De par leur essence libertaire, porteuse de la notion de fédéralisme, les écologistes défendent le droit des peuples à disposer d’eux même et à vivre librement leurs langues, leurs cultures et leurs identités. Dans cette optique et considérant que :

  • l’État Français centralisé et jacobin pratique une politique nationaliste, chauvine et néo-colonialiste à l’origine d’une oppression sociale et culturelle d’une partie de sa population.
  • Vivent sur le territoire français, tant dans l’hexagone qu’à l’outre mer, des peuples divers, aux langues et pratiques culturelles singulières, dont la diversité constitue une richesse à préserver.
  • La France par son centralisme politique est une exception au regard de la configuration territoriale des autres États d’Europe.
  • L’Europe en tant qu’échelon institutionnel et politique permet et promeut une reconnaissance officielle de ces particularismes.
  • La lutte contre l’oppression des minorités culturelles et linguistiques en France à travers le monde (Kurdistan, Palestine, Kanakie…) est un élément central de l’écologie politique.

Les Jeunes Écologistes

revendiquent :

  • L’application du principe d’autodétermination, c’est-à-dire le droit des peuples à disposer d’eux-mêmes ainsi que la promotion des préceptes de subsidiarité, de fédéralisme différencié, d’autonomie et de péréquation régionales.
  • La lutte contre l’exacerbation des nationalismes sous toutes leurs formes, vecteurs d’exclusion, de haine et de violence. En ce qui concerne la France, nous rappelons notre rejet du nationalisme tel que porté par l’extrême droite, la droite et une partie de la gauche dite jacobine.
  • Le soutien à toutes les formes de luttes non-violentes pour la reconnaissance des cultures et des peuples opprimés pour l’émancipation de toutes et tous au sein de sociétés pacifiques.

Et demandent :

  • la ratification et une application effective par la France de la Charte européenne des langues régionales et minoritaires ainsi que la signature de Convention cadre pour la protection des minorités nationales qui est pourtant un des critères de Copenhague à ratifier avant d’adhérer à l’UE. La France est aujourd’hui le seul pays de l’UE à ne pas l’avoir signé.
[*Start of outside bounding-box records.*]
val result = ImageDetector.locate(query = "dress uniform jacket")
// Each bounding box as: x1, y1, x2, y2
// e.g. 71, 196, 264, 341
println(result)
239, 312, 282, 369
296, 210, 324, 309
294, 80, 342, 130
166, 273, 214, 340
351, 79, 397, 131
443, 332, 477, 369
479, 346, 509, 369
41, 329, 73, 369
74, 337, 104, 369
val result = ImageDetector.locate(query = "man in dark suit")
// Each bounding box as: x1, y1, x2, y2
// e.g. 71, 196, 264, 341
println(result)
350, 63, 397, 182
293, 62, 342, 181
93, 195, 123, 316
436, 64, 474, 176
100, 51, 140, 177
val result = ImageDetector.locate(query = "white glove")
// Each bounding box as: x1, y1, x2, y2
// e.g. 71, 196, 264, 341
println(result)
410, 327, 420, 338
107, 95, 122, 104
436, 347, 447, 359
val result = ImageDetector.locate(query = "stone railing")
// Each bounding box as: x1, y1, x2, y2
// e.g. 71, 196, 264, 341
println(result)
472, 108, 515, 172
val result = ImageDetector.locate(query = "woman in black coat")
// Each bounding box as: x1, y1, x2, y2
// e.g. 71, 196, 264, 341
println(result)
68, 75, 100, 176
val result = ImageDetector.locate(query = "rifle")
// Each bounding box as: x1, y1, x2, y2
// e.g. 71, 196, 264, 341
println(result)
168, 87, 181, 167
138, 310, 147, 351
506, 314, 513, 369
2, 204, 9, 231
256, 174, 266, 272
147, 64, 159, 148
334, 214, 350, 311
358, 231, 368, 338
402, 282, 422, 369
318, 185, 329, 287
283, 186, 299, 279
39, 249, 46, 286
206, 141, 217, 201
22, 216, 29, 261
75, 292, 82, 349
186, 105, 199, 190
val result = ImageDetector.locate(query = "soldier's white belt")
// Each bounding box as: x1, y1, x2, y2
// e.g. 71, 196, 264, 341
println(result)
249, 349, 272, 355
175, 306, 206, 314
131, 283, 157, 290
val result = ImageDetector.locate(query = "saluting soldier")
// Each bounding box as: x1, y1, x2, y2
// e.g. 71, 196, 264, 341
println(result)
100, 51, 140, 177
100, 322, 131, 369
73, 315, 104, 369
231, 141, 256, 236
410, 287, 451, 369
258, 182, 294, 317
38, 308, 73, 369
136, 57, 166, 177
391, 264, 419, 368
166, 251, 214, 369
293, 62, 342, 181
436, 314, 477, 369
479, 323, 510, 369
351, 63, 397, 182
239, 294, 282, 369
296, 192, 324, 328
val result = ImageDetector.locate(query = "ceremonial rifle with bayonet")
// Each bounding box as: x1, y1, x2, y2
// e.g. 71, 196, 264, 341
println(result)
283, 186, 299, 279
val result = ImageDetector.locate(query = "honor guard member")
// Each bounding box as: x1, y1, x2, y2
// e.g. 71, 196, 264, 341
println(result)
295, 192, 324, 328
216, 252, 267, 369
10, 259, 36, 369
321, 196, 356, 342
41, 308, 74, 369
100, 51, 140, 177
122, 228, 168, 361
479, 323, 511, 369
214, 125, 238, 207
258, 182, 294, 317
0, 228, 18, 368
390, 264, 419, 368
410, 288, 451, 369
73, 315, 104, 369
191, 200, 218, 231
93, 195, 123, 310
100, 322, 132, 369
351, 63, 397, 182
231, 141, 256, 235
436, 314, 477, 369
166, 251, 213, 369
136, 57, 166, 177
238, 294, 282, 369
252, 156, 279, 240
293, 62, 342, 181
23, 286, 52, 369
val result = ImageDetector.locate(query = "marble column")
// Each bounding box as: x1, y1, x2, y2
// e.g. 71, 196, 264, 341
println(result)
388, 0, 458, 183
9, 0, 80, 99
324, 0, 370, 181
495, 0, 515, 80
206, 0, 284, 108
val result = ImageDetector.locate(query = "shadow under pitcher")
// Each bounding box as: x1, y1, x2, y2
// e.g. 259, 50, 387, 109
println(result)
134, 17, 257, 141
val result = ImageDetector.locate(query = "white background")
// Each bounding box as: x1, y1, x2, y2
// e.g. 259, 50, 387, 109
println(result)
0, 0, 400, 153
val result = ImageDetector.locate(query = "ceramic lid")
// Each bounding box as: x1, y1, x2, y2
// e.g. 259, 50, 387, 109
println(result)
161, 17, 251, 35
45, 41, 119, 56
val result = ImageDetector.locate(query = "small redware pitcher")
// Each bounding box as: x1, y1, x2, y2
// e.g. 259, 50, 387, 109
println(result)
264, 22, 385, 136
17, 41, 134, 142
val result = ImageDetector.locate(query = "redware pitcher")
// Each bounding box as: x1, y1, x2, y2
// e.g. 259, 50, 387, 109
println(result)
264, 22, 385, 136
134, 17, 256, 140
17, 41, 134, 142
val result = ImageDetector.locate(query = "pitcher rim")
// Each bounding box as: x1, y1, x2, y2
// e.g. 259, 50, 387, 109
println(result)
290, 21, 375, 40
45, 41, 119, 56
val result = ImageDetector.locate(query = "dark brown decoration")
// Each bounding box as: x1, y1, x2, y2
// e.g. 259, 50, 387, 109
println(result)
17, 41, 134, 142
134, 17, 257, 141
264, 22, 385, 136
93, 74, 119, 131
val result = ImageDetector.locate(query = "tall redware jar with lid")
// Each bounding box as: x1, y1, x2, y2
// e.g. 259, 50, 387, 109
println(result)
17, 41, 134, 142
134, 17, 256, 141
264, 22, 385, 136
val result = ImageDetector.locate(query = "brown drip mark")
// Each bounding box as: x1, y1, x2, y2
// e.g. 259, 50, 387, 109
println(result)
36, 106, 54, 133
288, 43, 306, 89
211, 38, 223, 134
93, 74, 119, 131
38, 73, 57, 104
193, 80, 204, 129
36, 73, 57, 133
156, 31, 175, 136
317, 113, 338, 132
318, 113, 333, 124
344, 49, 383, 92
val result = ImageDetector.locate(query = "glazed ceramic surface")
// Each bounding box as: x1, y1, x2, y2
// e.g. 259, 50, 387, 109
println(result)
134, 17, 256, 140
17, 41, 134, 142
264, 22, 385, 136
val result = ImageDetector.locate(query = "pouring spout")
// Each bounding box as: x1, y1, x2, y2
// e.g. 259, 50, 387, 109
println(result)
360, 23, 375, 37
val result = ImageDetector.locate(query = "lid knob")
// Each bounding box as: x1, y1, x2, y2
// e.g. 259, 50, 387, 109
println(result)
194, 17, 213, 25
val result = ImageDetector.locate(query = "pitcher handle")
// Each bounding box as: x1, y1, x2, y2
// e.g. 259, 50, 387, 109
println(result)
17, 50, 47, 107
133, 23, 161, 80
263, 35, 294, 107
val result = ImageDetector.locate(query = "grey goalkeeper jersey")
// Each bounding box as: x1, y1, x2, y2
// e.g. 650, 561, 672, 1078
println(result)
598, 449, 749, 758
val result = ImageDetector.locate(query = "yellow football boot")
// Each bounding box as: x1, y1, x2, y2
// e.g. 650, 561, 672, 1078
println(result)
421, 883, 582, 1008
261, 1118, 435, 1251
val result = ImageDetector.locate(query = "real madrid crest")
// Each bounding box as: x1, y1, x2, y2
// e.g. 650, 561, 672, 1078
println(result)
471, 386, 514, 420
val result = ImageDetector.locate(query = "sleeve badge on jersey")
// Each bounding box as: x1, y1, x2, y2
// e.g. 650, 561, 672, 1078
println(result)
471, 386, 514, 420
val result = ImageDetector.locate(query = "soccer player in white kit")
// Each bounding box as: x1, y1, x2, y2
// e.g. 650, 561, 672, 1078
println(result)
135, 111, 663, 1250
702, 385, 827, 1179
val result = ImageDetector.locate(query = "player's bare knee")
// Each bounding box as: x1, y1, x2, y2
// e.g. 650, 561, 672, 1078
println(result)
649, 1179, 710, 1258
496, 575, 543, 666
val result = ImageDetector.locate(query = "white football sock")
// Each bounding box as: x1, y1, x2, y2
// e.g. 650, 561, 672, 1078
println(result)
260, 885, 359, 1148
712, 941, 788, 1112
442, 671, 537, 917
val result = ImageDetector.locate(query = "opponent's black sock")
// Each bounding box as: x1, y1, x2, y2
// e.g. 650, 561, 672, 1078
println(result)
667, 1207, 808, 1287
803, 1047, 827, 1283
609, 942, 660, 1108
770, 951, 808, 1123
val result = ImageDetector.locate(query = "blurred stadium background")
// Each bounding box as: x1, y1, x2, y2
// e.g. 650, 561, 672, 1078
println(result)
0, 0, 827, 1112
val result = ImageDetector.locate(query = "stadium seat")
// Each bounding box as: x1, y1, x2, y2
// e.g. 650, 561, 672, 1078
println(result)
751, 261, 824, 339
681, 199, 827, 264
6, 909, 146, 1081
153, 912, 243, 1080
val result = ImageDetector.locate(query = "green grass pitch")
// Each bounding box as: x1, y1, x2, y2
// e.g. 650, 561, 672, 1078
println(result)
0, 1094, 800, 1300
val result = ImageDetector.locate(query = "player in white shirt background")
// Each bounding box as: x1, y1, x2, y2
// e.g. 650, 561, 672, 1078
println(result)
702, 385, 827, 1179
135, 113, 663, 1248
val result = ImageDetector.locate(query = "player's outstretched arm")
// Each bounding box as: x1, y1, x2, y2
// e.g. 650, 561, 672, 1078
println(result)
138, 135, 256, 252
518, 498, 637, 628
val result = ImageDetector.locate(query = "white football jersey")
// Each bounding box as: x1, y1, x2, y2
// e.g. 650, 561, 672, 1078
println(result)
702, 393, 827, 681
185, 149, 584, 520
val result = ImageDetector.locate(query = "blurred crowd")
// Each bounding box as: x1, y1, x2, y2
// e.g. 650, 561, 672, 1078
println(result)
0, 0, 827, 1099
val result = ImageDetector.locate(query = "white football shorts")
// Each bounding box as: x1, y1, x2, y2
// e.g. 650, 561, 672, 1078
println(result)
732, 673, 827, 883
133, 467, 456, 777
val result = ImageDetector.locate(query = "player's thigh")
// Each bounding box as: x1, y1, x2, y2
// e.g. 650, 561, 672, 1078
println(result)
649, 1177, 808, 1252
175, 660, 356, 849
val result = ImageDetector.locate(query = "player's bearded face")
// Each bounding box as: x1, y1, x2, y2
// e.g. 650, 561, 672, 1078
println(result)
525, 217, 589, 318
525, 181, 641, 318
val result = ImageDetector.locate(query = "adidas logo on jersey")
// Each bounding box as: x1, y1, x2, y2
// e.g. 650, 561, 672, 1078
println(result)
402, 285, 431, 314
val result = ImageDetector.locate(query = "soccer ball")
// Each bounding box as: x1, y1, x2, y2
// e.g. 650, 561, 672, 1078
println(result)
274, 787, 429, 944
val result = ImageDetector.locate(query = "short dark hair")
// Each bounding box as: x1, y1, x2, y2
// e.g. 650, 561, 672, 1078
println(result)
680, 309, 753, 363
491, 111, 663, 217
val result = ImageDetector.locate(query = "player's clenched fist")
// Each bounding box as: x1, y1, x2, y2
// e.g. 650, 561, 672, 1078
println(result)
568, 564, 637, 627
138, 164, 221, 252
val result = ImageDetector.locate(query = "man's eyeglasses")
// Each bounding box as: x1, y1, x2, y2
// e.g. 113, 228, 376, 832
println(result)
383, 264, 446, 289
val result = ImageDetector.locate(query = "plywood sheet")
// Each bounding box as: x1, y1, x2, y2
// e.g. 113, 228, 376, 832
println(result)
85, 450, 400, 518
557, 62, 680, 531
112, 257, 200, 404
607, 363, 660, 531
Cela permettrait d’inclure la reconnaissance de la multiplicité des langues sur le territoire français dans la constitution.
  • La création d’une VIème république fédérale comme modèle institutionnel porteur de politiques co-construites et démocratiques. Le pouvoir législatif octroyé aux régions et la mise en place du référendum d’initiative populaire doivent permettre entre autres, à chaque territoire de décider de son niveau d’autonomie voire de son indépendance vis-à-vis de l’État Français. Les assemblées territoriales seront élues au suffrage universel par scrutin de liste proportionnel.
  • Le soutien des différents échelons institutionnels à l’enseignement et à la diffusion médiatique des langues régionales et des langues des populations dites « immigrées ». Les régions ainsi que les territoires d’outre mer doivent pouvoir, à travers le pouvoir législatif qui leur sera conféré, promouvoir officiellement leurs langues et leurs cultures, notamment dans le cadre des politiques d’enseignements immersifs et de formation tout au long de la vie.
  • Un renforcement des liens institutionnels entre politiques européennes et régionales, comme cela se fait déjà à travers le FEDER en Alsace, afin, à terme, de constituer une Europe fédérale des régions amenant une disparition progressive des États/Nations en tant qu’acteurs politiques majeurs.